Once students have developed their programs and documented the process in a learning log, we asked them if they had faced problems in handling Scratch. In this way we were able to identify which students had difficulties in developing programs and what their problems were in the process of choosing instructions. However, we’re also able to identify those students with particular technical skills. We call them Students With Abilities in Technology (SWATs). In case of difficulty, SWATs can be called in, and can decide if they want to give advice to peers and the teacher in the use of Scratch.
The idea of identifying these students and asking them to support their peers and teachers in specific tasks has an additional educational component. It is clear that when a student is given the task of explaining or advising peers or teachers, he develops new competences and masters, to an even greater extent, those competences for which he/she was selected as SWAT.
We have observationally determined that this approach is relevant to the widespread use of digital devices in academic tasks and its extended application contributes to a more positive use of digital technologies for learning. We see how, as the use of technology in all learning environments becomes general, this approach of peer learning becomes an alternative to underpin the work of teachers. The figure of the SWAT in the classroom also enables a different form of relationship between pairs that generate new forms of interaction and learning that we can appraise and evaluate.
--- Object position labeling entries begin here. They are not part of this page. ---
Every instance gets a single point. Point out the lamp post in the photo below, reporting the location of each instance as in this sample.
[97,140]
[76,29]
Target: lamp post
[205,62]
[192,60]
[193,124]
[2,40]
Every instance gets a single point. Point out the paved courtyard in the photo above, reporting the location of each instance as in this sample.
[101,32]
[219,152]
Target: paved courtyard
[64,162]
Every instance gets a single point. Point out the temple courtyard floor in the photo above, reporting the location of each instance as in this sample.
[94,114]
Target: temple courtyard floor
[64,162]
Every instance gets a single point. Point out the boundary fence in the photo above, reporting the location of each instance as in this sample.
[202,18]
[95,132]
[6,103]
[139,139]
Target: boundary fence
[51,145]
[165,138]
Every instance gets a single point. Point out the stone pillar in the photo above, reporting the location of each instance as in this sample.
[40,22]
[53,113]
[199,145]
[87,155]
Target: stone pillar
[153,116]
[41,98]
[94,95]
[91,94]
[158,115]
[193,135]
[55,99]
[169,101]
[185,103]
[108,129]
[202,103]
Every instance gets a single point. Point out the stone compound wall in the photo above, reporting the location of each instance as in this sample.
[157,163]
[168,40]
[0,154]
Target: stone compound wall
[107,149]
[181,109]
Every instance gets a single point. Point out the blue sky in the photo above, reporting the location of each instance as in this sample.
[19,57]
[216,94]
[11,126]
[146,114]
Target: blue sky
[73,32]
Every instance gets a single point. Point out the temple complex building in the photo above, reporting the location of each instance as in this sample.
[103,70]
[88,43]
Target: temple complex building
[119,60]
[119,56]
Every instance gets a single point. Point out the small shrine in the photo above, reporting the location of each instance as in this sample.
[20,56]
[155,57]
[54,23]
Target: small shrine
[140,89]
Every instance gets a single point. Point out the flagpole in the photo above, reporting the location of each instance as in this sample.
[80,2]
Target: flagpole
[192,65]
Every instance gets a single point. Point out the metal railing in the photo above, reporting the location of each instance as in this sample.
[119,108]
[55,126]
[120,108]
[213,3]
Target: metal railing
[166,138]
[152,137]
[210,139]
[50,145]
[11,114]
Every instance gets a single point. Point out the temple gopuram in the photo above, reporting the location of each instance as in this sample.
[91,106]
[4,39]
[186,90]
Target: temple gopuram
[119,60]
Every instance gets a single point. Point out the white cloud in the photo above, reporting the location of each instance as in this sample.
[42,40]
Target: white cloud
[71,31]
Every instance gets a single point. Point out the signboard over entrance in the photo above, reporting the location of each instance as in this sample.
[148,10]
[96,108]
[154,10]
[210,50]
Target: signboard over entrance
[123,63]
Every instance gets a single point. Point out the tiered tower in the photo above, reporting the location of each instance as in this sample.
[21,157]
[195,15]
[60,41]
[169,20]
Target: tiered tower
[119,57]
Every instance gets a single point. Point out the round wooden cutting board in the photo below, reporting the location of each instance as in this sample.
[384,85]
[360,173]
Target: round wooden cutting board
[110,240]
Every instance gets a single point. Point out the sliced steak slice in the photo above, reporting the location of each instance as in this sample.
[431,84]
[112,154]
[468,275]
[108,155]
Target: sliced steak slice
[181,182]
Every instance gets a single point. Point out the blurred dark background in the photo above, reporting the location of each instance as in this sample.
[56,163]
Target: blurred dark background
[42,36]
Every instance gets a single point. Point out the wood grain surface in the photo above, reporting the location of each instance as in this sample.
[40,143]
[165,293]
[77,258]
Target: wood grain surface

Part 2. Representation as a pattern
Here’s how the above case could be described using the pattern template that we’ve presented in the book. This may help others use the same model — or at least understand how it works in practice in more detail. Further questions may come to mind, which the reader can try to answer by transforming or extending the pattern in their own context.
Title:
Students With Abilities in Technology (SWAT)
Definition:
Private and public schools increasingly have digital devices in classrooms with Internet access (laptops, desktops, tablets, cell phones, etc.) and teachers with little or no expertise in the educational use of such devices. However, some of the students have considerable background with these kinds of tools. They can help the teachers and other students.
Problem:
In general, teachers have multiple deficiencies in the adoption of emerging technologies. Their lack of expertise prevents them from realizing the full potential that technology has as a relevant pedagogical mediation. The rate of change in the school context, however, is not coupled to the rate of change in current teacher training programs. This lack of pedagogical training is having a majorly disruptive impact in the classroom given this presence of technological devices in the classroom. The reaction of administrators and teachers to the proliferation of devices is, in a significant number of cases, rejection and stigmatization of emerging technologies. The cause of this rejection is that teachers ignore the educational potential of technology. They ignore how technology has changed the cognitive model of a whole generation. Having technical specialists to support the work of the teacher in the classroom is unthinkable from an economic standpoint.
Solution:
The students themselves can be the solution to this problem. Some have superior technical knowledge and this is usually wasted. Teachers can incorporate them as assistants to help them and their peers. A student with digital skills can be the agent of change that many teachers need in order to learn how to use technology for the design of learning environments. This empowered group of students, that we named SWAT (Students With Abilities in Technology) support teachers and peers with lower-level digital competences. Support from students with technical knowledge could mean a significant change in the learning process, because teachers can now combine that knowledge with their teaching experience and pedagogical strategies. The result of this can be the discovery of the many possibilities technology has for the construction of knowledge and the development of new intellectual abilities.
In our work with middle school students (ages 12-14), the support of SWATs inside and outside the classroom was a very positive experience. At the beginning of each course students are required to develop projects involving the use of technology. Students who show a greater competence in the use of technical tools are invited to join as SWAT. Once SWATs are identified, they are asked regarding the possibility of supporting teachers and their peers in the use of specific computer tools. It is impressive to see teachers becoming co-learners who take advantage of this privileged status of their students to master tools that promote their ability to redesign learning environments. When students need support for developing their projects, SWATs show them strategies to accomplish them. The majority report great pleasure and pride in their new role as peer advisors.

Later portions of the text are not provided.